One intriguing clue is the invalid address(0x1000000000010
) in our stack trace. According to my analysis(https://github.com/pingcap/tidb/issues/61962#issuecomment-2999798116), it looks like the bucket pointer b
was somehow set to 0x1000000000000
(1<<48), which lies just outside the canonical address range on typical 48-bit physical address systems. Does the address in this issue's panic match the same 0x1000000000010
value?
Comment From: adonovan
Intriguing indeed. Unfortunately our telemetry system is quite fastidious about not lifting arbitrary dynamic data (such as pointer values) out of the user's machine, so all we have is the backtrace.
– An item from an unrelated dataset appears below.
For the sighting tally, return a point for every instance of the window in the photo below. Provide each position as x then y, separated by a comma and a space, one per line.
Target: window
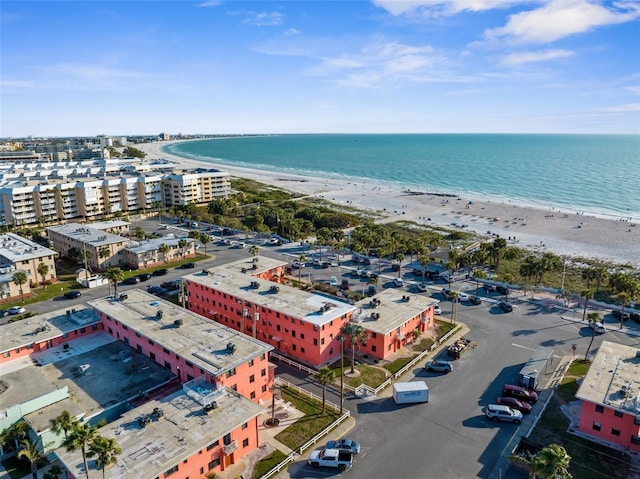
171, 471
Of course it is possible that misuse of concurrency in one goroutine tramples on memory belonging to another, even if the hapless latter goroutine is entirely well behaved. However, one would expect to see a degree of locality in the behavior, and that crashes should show up most often near to where they are caused, or in highly stereotypical patterns. For example, racing writes on an interface variable can coerce values of arbitrary types (e.g. X ↔ Y, or *X ↔ int), but if this happens one would expect to see a small number of places that commonly access fields of X or Y would often panic because they hold invalid pointers. We haven't yet identified any such pattern in gopls; the corruption seems to be spread all over the address space.
Comment From: adonovan
cc @prattmic
Comment From: prattmic
It looks like this crash was on 1.23, and the tidb one on 1.21 (I think?). Note that the map implementation is completely rewritten in 1.24. If this is corruption unrelated to the map, there will probably still be crash, but they will move elsewhere.